Mercredi 5 janvier 2011
  • 14h30, séance de signatures de cartes lapins, rue des Grandes Arcades (à l'angle avec la place Kléber),
  • 17h, au supermarché Auchan, centre commercial de Hautepierre, trois lapins géants et des militants iront rencontrer le directeur pour lui transmettre le message et lui remettre les cartes signées.

Elevage intensif et cages en batterie

Chaque année, plus de 400 millions de lapins sont élevés pour leur viande au sein de l’Union européenne, ce qui représente la moitié de la production mondiale. Rien qu’en France, on en tue 60 millions par an (20 millions issus de l'élevage familial et 40 millions de l'élevage professionnel). Dans l'élevage professionnel, qui alimente la grande distribution, la quasi-totalité des lapins sont élevés dans des cages disposées en batterie. Pendant toute leur vie, ils sont enfermés dans ces cages exiguës au sol grillagé, source d’inconfort et de blessures aux pattes. Il leur est impossible de se dresser, bondir, fouiner, ronger, se cacher... En phase d’engraissement, le moindre déplacement dérange les autres lapins, la promiscuité favorise les comportements d’agression.
Les lapines, inséminées artificiellement, piquées aux hormones, sont soumises à un rythme de reproduction maximal. Elles mettent bas tous les 42 jours environ. Elles souffrent de lésions aux pattes et de déformations du squelette. Un tiers d’entre elles meurent chaque année.
Dès leur naissance, les petits sont triés : les plus faibles et ceux en surnombre sont assommés dans les élevages. Ces mises à mort douloureuses ne font l’objet d’aucun contrôle et d’aucune sanction.
Le taux de mortalité dans ces élevages est supérieur à 25% malgré une utilisation massive de médicaments et d’antibiotiques.
Il n’existe aucune législation française ni européenne pour protéger spécifiquement les lapins dans les élevages.

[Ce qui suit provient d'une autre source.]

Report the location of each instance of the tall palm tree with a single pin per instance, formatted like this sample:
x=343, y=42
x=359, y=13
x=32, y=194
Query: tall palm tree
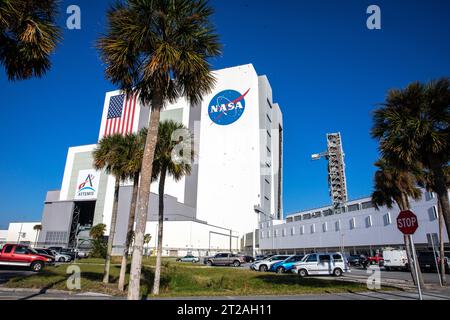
x=394, y=185
x=167, y=164
x=108, y=156
x=158, y=49
x=133, y=151
x=426, y=180
x=38, y=229
x=413, y=125
x=28, y=36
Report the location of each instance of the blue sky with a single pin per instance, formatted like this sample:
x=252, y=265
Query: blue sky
x=327, y=70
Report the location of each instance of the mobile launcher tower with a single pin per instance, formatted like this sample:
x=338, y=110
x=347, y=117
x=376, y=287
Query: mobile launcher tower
x=336, y=170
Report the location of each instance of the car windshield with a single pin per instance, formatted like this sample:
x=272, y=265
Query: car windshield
x=33, y=251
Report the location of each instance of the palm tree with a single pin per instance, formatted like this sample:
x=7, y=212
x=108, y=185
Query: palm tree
x=394, y=185
x=176, y=166
x=158, y=49
x=108, y=156
x=28, y=36
x=133, y=150
x=413, y=126
x=38, y=229
x=425, y=180
x=147, y=239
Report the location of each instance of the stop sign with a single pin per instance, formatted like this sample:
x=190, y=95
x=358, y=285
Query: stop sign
x=407, y=222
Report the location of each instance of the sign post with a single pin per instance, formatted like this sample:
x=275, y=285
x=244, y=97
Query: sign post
x=407, y=223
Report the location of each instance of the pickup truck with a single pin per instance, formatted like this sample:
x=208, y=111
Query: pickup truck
x=17, y=255
x=225, y=259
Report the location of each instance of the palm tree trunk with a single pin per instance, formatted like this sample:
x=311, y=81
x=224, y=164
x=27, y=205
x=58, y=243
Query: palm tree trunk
x=441, y=245
x=112, y=231
x=123, y=267
x=404, y=205
x=162, y=181
x=144, y=197
x=440, y=184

Les précédents suisse, allemand, autrichien et belge

Suite à une campagne de l’association Kagfreiland, la totalité des chaînes de supermarchés suisses (Migros, Coop, Manor...) refusent la viande de lapins provenant d’élevages en batterie.
Une campagne d’information sur les conditions de vie des lapins de chair menée en 2007 par l’association de protection animale Vier Pfoten a fait chuter les ventes en Allemagne. De grandes chaînes de supermarchés allemandes comme Rewe, Edeka, Tengelmann et Kaiser’s ont retiré les lapins issus de cages de leurs rayons.
En Autriche, les grandes chaînes de supermarchés Merkur (Rewe) et Adeg ont renoncé à vendre de la viande de lapins maintenus en cage de batterie, convaincues là aussi par le dossier et les images de Vier Pfoten. A partir du 1er janvier 2012, les cages seront interdites. L’Autriche est ainsi le premier pays à interdire les cages de batterie pour les lapins élevés pour leur viande.
En Belgique enfin, les magasins Delhaize proposent depuis peu, à côté de la viande de lapins de batterie, du « Lapin d’élevage alternatif » qui a été élevé dans des parcs et non plus dans des cages. Il s’agit d’une importante amélioration en matière de bien-être animal.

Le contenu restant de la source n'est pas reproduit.